La loi américaine « MATCH Act » visant l'industrie chinoise des semi-conducteurs a été révisée.La nouvelle version du projet de loi réduit les dispositions radicalement restrictives de la première version, mais le contenu réglementaire essentiel reste inchangé. Le projet de loi, appelé « Loi sur l'alignement multilatéral sur le contrôle de la technologie matérielle », a été présenté à la Chambre des représentants le 2 avril, dirigé par le représentant républicain américain Michael Baumgartner, et a reçu un soutien bipartisan.
L'objectif principal du projet de loi est de combler les lacunes du contrôle actuel des exportations d'équipements à puces vers la Chine, de promouvoir l'alignement des politiques entre les États-Unis et les pays fournisseurs d'équipements tels que les Pays-Bas et le Japon, et de maintenir la domination technologique des États-Unis dans le domaine de l'intelligence artificielle.
La version initiale du projet de loi publiée début avril a déclenché un fort rebond dans l’industrie mondiale des semi-conducteurs.. Les initiés de l'industrie l'ont décrit comme un « train en fuite ». Non seulement il oblige ses alliés à coopérer pleinement avec les règles de contrôle américaines sur la Chine, mais il introduit également une interdiction d’équipement à grande échelle couvrant l’ensemble de la Chine.Les fabricants d’équipements craignent généralement que des restrictions strictes aient un impact direct sur l’ampleur des exportations et nuisent aux revenus des entreprises.
La dernière version révisée a considérablement réduit la portée des restrictions et supprimé de nombreuses dispositions controversées. Cela inclut une interdiction nationale des machines de gravure à basse température pour l’ensemble du marché chinois. Les principaux fournisseurs de ce type d’équipement sont Lam Semiconductor aux États-Unis et Tokyo Electronics au Japon. La politique stricte initiale consistant à « rejeter universellement » les demandes de licence de maintenance d'équipement a également été annulée, ne laissant que l'exigence selon laquelle la maintenance des équipements dans les installations restreintes concernées nécessite une demande de licence à l'avance.

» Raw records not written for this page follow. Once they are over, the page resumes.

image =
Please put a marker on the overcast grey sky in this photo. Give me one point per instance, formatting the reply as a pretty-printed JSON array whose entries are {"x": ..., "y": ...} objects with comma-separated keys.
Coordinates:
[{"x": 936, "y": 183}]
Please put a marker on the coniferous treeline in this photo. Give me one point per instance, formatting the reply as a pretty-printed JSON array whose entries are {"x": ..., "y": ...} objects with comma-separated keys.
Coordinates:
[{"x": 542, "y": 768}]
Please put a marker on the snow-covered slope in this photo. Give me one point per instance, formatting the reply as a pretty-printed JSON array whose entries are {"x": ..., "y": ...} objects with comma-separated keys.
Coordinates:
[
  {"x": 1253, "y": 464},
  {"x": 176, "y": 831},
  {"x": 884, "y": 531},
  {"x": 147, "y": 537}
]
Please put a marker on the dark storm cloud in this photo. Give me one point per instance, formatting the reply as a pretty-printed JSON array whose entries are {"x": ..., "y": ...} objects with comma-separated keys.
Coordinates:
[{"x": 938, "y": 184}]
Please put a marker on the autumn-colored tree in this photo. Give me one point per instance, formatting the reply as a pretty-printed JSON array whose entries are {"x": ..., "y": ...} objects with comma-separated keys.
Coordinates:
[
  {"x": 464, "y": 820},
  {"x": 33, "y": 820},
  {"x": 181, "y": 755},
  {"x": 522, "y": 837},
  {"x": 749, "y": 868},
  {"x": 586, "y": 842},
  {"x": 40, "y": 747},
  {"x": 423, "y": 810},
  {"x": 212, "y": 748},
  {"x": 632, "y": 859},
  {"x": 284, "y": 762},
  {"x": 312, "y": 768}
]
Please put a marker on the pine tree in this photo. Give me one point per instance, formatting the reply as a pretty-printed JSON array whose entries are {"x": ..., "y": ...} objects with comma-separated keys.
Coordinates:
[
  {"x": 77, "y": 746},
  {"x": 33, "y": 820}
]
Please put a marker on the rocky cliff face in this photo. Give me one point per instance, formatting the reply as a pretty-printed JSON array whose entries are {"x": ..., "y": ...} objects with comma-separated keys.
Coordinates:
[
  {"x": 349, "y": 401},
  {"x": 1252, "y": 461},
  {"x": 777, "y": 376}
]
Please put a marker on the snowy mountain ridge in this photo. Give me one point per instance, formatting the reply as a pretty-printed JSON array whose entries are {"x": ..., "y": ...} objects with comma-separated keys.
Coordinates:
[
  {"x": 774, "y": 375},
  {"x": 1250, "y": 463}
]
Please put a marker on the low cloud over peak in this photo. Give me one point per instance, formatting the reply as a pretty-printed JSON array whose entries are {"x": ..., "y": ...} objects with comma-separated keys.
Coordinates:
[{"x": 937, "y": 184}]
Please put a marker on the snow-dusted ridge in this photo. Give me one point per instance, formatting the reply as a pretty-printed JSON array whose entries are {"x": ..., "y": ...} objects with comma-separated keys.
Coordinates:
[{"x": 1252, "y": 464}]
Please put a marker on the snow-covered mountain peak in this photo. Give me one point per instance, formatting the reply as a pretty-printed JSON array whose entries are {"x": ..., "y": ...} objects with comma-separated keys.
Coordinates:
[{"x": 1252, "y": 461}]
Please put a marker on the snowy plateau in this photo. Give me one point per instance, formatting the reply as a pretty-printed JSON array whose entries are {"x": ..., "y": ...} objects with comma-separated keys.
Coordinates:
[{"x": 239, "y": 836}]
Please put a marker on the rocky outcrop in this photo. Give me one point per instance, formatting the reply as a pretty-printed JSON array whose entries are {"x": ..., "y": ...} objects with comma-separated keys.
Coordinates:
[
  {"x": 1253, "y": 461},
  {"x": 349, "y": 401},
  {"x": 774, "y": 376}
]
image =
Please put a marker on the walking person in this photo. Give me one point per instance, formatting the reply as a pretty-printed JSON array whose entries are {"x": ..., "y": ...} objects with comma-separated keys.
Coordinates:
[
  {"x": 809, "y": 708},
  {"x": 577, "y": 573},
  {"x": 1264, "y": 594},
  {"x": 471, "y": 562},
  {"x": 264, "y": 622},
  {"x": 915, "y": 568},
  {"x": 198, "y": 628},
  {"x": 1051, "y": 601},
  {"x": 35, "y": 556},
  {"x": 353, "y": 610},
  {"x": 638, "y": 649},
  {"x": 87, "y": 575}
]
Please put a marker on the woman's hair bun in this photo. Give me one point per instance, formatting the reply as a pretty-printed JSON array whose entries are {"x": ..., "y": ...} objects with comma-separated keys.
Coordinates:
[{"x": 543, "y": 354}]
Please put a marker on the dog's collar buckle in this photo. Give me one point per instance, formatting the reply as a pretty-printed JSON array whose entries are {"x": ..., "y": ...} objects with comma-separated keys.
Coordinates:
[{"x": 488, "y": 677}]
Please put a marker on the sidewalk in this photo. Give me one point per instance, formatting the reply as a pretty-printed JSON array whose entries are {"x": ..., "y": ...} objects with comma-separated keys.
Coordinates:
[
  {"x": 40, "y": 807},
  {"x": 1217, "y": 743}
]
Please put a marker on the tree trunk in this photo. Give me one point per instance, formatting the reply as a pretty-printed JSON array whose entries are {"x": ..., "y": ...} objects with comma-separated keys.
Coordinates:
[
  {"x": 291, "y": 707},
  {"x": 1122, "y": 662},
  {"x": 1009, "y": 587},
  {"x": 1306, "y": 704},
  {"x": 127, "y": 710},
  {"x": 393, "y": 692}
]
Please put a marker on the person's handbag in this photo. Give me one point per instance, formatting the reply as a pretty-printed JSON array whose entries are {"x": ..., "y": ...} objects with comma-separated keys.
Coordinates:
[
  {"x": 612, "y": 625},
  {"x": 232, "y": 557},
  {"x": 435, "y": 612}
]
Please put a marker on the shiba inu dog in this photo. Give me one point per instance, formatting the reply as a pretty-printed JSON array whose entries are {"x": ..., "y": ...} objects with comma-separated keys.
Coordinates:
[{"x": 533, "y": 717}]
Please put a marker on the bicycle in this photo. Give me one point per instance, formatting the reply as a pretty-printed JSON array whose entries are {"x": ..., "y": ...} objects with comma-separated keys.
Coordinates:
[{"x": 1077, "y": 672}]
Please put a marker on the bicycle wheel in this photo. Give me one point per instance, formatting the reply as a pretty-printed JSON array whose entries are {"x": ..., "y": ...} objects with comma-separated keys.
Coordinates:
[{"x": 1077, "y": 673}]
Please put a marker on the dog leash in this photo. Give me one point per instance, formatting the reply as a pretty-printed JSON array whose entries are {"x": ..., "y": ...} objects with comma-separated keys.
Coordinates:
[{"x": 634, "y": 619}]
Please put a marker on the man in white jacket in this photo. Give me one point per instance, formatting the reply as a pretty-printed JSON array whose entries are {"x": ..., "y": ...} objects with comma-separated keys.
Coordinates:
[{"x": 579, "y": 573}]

Mais il n’y a aucune concession sur le contenu réglementaire essentiel du projet de loi. La version révisée conserve toujours les restrictions nationales à l'exportation sur les machines de lithographie ASMLDUV.En même temps, il est clairement stipulé queLes entreprises étrangères ne sont pas autorisées à fournir des équipements aux lignes de production restreintes des sociétés chinoises de puces telles que SMIC, Yangtze Memory et Changxin Memory qui ont été incluses dans la liste restreinte par les États-Unis.. Le projet de loi fixe également un délai clair pour les négociations d’alignement politique entre les États-Unis et leurs alliés. Si aucun accord n’est trouvé avant la date d’expiration, les États-Unis augmenteront unilatéralement les contrôles.
Les contrôles américains actuels sur les semi-conducteurs en Chine ne visaient à l’origine que des usines spécifiques figurant sur la liste noire, plutôt que des sociétés détenant des lignes de production. Les fabricants d'équipements peuvent exporter des équipements DUV vers des lignes de production de processus matures d'entreprises chinoises, à condition que les entreprises s'engagent à ne pas utiliser ces équipements pour des processus avancés, mais il est difficile pour les États-Unis de mener des audits efficaces.
Le projet de loi révisé comble cette lacune fondamentale et réglemente la transaction, l'utilisation, la revente et la maintenance couvrant l'ensemble du cycle de vie des équipements.